When you learn about Erin Patrick's work with the Women's Refugee Commission's Fuel and Firewood Initiative, her argument seems so logical you can scarcely believe she has to make it. Her position boils down to the idea that humanitarian aid should include not just food but the means to prepare meals without threatening the health, safety, and sustainability of the community. As it stands, however, there's no agency responsible for delivering cooking fuel to accompany the dried beans and grains provided for subsistence. Instead, women trek miles out of their camps to gather firewood – risking assault, depleting the area's natural resources, and exposing their families to toxic wood smoke.
Erin Patrick In Haiti
As the Fuel and Firewood Initiative’s Senior Program Officer, Patrick, BA’98, works with aid agencies, advocacy organizations, and policy makers toward the inclusion of cooking fuel in humanitarian aid supplies. This year’s College of Arts and Sciences Outstanding Young Alumni Award recipient, Patrick wrote the groundbreaking 2005 report, Beyond Firewood: Fuel Alternatives and Protection Strategies for Displaced Women and Girls, which has brought the issue growing recognition. Patrick has been researching firewood collection and use in displaced persons’ camps Africa, Haiti, Nepal and Thailand, and has developed a set of policy guidelines for the humanitarian system to protect the health and safety of displaced people as well as the natural environment surrounding refugee camps.
“Initially, it was a question of gender-based violence. We wanted to reduce the vulnerability of women and girls to rape during firewood collection,” Patrick explains. “But we soon began to expand our focus once we recognized that firewood collectors were harming the environment by cutting down trees in an ever-widening circle, and that the smoke from the wood, especially indoors, was causing serious respiratory infections. We also saw that women weren’t just using the firewood, they were selling it, which told us that we needed to be addressing their livelihoods.”
Patrick’s work draws on her IU training in the College’s Department of Political Science, which she followed with a master’s program at John Hopkins’ School of Advanced International Studies. “What a political science degree does is give you a curiosity about how other countries work and function, which is really important to what I do,” she says. Patrick also majored in French at IU, which has turned out to be surprisingly useful. “I’ve done a lot of work in Haiti and Congo, so French has been really handy,” she says.
While at IU, Patrick focused on the conflict in Northern Ireland, investigating what motivated individuals to join the Irish Republican Army.
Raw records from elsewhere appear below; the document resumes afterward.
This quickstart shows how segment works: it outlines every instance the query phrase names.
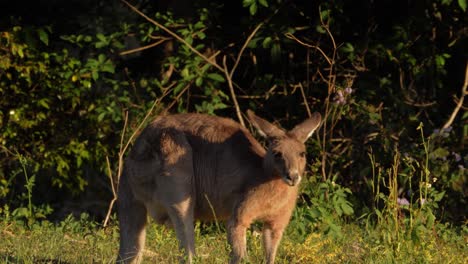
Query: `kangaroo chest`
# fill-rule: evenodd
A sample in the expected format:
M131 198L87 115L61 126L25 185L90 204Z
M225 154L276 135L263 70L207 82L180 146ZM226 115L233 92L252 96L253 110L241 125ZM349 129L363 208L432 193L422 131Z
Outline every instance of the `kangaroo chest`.
M269 221L280 215L289 217L296 205L297 193L297 186L291 187L275 179L247 192L235 213L245 223Z

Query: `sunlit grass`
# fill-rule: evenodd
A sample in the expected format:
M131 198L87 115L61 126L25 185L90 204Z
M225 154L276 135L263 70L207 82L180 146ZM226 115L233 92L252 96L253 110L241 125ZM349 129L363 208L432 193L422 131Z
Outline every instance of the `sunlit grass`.
M468 263L466 231L447 227L415 242L402 237L384 241L385 228L366 230L355 224L342 228L340 237L312 232L302 238L291 226L281 243L277 263ZM196 263L227 263L228 244L223 229L197 226ZM31 228L0 222L1 263L113 263L118 250L118 229L101 228L89 221L68 219L60 224L43 222ZM249 263L262 263L261 235L248 233ZM178 263L180 253L174 232L148 226L144 263Z

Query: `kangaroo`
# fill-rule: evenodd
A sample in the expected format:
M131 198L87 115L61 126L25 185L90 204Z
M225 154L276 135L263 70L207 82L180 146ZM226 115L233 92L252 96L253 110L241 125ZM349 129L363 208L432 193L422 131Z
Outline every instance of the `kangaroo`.
M172 223L185 261L195 256L194 220L226 222L231 264L247 256L246 231L263 223L266 263L296 205L314 113L290 131L247 112L268 148L231 119L202 114L157 117L138 136L118 188L120 263L140 263L147 214ZM213 213L214 211L214 213Z

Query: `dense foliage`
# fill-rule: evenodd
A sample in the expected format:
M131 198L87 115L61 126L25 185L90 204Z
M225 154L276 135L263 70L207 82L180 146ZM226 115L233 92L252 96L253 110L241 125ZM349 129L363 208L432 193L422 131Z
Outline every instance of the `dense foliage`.
M447 123L466 94L465 0L133 2L157 25L119 1L43 2L1 11L3 215L102 217L106 158L115 172L121 136L150 109L239 107L285 127L325 116L304 232L385 212L466 221L466 108Z

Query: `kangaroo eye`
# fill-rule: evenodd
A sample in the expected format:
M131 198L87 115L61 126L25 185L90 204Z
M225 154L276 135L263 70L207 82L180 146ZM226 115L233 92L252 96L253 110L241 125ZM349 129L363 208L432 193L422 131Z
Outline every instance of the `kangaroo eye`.
M281 154L281 152L274 152L273 157L275 157L275 159L281 159L281 157L283 157L283 155Z
M301 156L301 158L305 158L305 156L306 156L306 153L305 153L305 151L303 151L303 152L299 153L299 156Z

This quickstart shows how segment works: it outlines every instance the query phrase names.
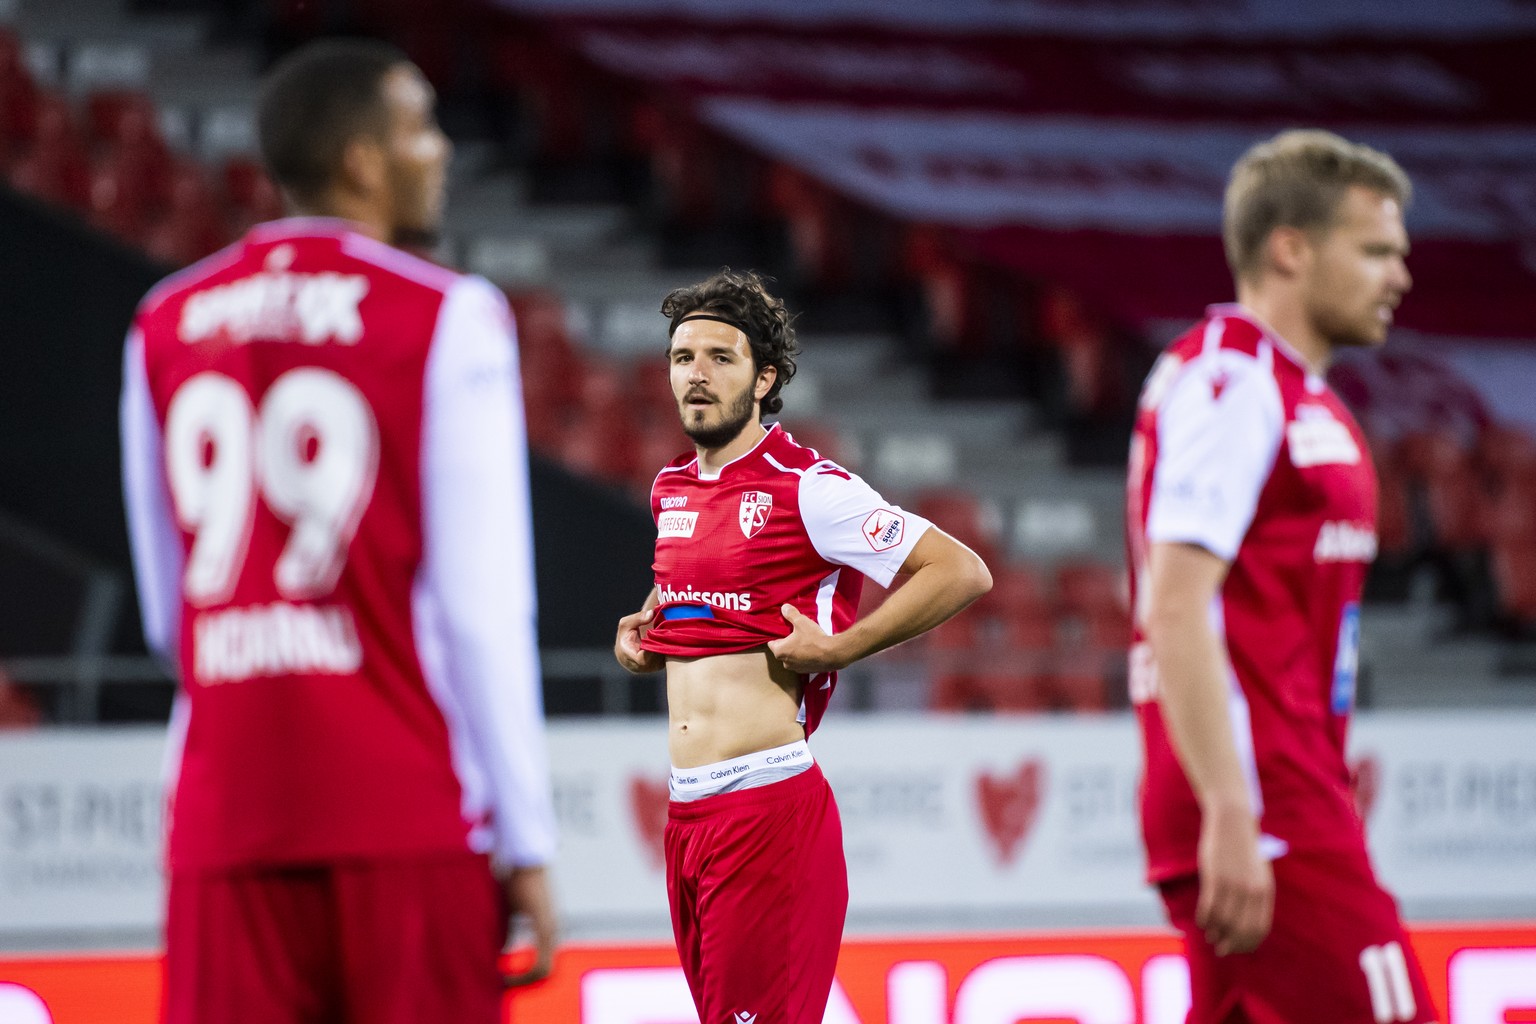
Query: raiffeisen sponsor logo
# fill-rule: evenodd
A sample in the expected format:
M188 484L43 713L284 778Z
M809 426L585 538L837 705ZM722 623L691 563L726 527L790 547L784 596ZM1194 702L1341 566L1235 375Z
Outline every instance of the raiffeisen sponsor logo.
M695 590L684 584L681 587L661 587L657 597L662 604L707 604L711 608L724 608L732 612L752 610L752 595L746 591L732 593L722 590Z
Over time, as her career took her from the Kettering Foundation to the Migration Policy Institute and Human Rights Watch, she says she moved from a more theoretical interest in the causes of war to the practical question of helping those affected by it. For this Poli-Sci grad, “I wouldn’t say that what I do is actually very political. I’m not so much looking at why these things happen as what we can do to fix it.”